I once saw an American poster which read “If half of the people who say that a vote for Ron Paul is a lost vote actually voted for Ron Paul, it would not be a lost vote’, or something to that effect. Ditto for greenbelt reform. It is currently politically unfeasible because the people who should make the case for reform keep saying that it is politically unfeasible. The way to make it politically feasible is to stop saying that it is “not going to happen”, and to start explaining why it should happen.

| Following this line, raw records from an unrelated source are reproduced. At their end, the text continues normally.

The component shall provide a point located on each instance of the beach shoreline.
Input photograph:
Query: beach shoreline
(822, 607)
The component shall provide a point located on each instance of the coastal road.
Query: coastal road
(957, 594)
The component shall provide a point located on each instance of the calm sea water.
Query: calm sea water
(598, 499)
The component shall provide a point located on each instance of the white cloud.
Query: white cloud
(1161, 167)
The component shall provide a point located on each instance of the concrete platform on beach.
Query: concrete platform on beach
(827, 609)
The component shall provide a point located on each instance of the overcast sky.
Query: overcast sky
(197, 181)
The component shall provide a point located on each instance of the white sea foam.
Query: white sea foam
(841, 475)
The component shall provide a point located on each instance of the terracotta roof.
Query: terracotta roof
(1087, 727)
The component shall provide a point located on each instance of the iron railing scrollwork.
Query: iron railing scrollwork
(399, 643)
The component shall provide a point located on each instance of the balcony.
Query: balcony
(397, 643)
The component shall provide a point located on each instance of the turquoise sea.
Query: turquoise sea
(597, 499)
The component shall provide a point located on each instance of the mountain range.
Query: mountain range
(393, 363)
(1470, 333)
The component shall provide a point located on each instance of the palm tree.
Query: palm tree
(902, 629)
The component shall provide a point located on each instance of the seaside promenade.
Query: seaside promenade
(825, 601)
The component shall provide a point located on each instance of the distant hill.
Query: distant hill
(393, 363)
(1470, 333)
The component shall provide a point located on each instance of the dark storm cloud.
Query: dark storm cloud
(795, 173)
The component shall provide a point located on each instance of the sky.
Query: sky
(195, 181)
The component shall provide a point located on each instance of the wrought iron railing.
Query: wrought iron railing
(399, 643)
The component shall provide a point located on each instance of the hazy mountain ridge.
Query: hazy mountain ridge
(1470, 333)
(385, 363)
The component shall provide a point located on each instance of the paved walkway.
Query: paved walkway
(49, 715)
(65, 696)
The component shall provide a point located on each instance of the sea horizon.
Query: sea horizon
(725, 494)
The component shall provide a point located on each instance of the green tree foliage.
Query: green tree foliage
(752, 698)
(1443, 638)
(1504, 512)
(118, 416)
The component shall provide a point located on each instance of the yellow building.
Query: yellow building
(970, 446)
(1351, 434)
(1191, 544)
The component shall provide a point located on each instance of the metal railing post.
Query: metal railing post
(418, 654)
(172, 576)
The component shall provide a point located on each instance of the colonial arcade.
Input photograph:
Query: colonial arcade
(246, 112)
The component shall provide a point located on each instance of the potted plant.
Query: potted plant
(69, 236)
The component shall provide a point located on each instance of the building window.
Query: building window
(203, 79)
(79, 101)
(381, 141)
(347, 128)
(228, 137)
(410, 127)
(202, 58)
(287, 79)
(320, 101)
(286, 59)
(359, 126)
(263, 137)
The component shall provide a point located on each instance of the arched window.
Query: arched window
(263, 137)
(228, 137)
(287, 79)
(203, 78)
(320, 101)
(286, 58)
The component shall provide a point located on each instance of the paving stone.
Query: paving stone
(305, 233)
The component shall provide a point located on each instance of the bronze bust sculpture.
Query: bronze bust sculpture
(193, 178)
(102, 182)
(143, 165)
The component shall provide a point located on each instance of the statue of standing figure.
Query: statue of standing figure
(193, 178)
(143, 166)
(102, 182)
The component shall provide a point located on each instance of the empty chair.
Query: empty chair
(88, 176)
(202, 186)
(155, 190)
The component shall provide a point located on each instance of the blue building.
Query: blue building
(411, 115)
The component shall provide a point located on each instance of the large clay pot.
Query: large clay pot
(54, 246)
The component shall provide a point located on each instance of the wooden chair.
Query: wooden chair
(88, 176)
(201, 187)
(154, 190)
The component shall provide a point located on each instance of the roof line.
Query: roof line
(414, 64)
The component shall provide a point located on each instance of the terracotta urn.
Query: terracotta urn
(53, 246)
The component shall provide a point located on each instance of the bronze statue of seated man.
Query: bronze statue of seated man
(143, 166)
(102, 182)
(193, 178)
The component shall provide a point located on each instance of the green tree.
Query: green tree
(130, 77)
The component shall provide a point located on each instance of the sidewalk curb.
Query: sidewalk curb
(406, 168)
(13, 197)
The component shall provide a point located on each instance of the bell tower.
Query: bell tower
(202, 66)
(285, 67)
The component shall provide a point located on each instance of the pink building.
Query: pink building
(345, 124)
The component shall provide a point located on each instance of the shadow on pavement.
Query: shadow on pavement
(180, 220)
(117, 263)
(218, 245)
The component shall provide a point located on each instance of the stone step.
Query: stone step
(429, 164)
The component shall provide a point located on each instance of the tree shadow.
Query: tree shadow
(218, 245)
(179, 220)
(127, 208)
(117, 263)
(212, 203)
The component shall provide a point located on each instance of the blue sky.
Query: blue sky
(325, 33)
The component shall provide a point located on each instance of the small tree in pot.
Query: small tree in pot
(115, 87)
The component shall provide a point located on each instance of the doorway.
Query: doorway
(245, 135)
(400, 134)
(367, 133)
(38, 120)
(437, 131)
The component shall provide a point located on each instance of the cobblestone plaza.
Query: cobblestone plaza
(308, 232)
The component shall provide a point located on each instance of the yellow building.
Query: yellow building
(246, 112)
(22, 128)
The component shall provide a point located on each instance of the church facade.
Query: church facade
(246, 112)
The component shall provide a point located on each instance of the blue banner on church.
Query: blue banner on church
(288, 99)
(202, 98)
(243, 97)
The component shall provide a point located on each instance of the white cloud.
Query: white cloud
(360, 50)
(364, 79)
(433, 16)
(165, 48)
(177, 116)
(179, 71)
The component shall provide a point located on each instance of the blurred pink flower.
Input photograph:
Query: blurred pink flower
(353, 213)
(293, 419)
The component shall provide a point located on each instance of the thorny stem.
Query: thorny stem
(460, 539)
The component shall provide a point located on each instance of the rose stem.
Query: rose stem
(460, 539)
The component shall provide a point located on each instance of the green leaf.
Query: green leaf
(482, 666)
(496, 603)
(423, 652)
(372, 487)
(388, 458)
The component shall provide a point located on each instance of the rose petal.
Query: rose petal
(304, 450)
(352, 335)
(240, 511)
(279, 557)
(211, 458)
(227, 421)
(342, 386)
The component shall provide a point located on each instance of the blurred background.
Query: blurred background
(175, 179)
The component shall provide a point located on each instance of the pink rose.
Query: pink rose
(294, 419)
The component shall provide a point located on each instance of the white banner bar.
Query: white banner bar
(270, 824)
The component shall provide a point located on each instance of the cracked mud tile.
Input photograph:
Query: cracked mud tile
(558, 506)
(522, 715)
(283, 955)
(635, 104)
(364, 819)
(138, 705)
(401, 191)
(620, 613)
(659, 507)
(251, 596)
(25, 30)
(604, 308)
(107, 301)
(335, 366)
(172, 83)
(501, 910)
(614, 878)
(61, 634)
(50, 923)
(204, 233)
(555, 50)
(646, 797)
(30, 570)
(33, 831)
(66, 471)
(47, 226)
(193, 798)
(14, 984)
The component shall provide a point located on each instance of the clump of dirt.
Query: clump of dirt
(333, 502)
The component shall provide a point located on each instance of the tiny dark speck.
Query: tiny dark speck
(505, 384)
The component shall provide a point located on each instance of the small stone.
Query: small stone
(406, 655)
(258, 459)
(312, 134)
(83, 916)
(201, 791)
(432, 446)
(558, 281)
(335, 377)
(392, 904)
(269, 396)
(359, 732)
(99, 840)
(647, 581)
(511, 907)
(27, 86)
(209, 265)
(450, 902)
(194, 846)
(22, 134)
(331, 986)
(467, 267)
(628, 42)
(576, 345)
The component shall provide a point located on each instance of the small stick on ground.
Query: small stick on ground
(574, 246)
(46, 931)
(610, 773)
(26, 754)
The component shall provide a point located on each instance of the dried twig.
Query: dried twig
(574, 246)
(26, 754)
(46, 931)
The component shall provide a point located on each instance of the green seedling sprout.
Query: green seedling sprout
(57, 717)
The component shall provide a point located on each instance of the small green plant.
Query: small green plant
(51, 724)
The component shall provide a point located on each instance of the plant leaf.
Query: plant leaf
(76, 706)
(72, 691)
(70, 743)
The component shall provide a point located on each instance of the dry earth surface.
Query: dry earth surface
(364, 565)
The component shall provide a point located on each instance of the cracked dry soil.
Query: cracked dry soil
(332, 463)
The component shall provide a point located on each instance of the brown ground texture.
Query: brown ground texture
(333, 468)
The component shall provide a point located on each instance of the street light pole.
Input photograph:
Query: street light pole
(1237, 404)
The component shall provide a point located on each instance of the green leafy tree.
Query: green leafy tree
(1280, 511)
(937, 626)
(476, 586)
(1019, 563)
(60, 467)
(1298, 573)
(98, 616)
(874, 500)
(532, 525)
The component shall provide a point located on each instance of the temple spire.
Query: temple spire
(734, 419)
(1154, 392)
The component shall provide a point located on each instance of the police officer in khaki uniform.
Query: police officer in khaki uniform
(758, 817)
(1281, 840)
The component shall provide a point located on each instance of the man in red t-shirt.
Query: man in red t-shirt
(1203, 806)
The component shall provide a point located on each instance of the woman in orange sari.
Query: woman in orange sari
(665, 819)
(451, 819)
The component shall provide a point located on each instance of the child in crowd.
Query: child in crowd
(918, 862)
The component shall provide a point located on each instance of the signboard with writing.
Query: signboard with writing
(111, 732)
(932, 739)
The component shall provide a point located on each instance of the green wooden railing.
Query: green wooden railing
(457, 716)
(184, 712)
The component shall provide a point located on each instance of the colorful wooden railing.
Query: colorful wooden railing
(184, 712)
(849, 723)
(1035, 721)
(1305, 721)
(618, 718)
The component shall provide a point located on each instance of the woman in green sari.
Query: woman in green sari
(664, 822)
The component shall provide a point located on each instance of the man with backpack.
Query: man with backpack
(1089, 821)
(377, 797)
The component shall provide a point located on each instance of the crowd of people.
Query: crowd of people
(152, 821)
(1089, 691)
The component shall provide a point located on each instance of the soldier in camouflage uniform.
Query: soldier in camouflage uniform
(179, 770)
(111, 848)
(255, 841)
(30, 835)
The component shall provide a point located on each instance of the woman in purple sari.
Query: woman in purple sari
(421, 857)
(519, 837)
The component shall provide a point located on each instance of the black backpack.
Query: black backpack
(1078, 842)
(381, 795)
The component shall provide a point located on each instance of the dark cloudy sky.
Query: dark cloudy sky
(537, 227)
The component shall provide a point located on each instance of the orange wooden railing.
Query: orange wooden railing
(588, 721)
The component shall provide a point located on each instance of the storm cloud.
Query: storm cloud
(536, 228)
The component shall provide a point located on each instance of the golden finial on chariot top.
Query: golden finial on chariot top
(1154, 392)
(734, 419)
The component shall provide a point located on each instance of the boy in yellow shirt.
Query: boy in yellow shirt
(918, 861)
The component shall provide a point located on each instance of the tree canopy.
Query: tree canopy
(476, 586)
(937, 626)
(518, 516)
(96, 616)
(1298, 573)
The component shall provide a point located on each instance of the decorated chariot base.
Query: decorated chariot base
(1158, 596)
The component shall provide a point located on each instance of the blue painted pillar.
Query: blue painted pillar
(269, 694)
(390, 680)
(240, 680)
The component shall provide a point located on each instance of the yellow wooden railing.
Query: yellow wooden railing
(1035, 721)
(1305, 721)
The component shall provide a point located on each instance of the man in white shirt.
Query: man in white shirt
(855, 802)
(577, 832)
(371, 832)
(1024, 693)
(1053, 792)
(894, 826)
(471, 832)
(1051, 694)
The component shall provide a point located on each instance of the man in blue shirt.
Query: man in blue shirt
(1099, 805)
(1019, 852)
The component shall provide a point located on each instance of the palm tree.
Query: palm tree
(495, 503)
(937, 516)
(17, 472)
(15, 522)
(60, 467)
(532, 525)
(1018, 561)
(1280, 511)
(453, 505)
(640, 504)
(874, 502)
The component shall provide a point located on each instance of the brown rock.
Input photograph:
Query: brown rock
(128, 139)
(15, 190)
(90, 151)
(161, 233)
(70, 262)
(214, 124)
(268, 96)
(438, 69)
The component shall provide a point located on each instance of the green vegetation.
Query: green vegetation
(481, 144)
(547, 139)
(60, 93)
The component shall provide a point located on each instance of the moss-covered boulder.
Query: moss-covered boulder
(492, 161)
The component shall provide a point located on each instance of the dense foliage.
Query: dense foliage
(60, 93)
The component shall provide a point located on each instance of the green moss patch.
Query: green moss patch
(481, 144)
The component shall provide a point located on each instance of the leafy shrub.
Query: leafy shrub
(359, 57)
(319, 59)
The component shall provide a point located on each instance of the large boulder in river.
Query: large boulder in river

Dr Kristian Niemietz is the IEA’s Head of Health and Welfare.

Head of Political Economy

Dr Kristian Niemietz is the IEA's Editorial Director, and Head of Political Economy. Kristian studied Economics at the Humboldt Universität zu Berlin and the Universidad de Salamanca, graduating in 2007 as Diplom-Volkswirt (≈MSc in Economics). During his studies, he interned at the Central Bank of Bolivia (2004), the National Statistics Office of Paraguay (2005), and at the IEA (2006). He also studied Political Economy at King's College London, graduating in 2013 with a PhD. Kristian previously worked as a Research Fellow at the Berlin-based Institute for Free Enterprise (IUF), and taught Economics at King's College London. He is the author of the books "Socialism: The Failed Idea That Never Dies" (2019), "Universal Healthcare Without The NHS" (2016), "Redefining The Poverty Debate" (2012) and "A New Understanding of Poverty" (2011).


4 thoughts on “Why greenbelt reform is not a lost cause”

  1. Posted 25/09/2015 at 11:47 | Permalink

    If the value freeholders get from planning regulations are capitalised into land values, why not get them to pay for them? That way, by internalising all the economic and spatial externalities that gives location its value the market can operate efficiently. Ending excessive vacancy, under occupation and land banking. Furthermore, shouldn’t people be given the choice of whether they want to pay for the value they get from planning regulations? Niemietz’s position of knowing what is best of the consumer by abolishing something that gives people economic welfare seems at odds with the ideals of free choice. By aligning incentives issues like housing affordability sort themselves out. We wouldn’t even need a Greenbelt.

  2. Posted 25/09/2015 at 12:01 | Permalink

    You mean private restrictive covenants? I’d be OK with that.

  3. Posted 25/09/2015 at 12:04 | Permalink

    in fact, I had no idea of the extent of the greenbelt until the IEA meeting with Paul Cheshire recently. I knew it existed and was a problem but I did not realise that it was so big. I had thought that local authorities stopped development on much more general grounds.

  4. Posted 26/09/2015 at 11:47 | Permalink

    Urban sprawl is a symptom of a free market. It would not be a feature of an efficient market where freeholders would pay rent (in lieu of taxes), instead of imputing it. It is the free lunch of imputed (land) rent that leads to overconsumption and misallocation. Causing urban sprawl, vacancy, under occupation and the need for Greenbelt planning regulations in the first place. So, how about treating the problem rather than blaming symptoms? Then we can happily scrap the Greenbelt, having made housing affordable at the same time.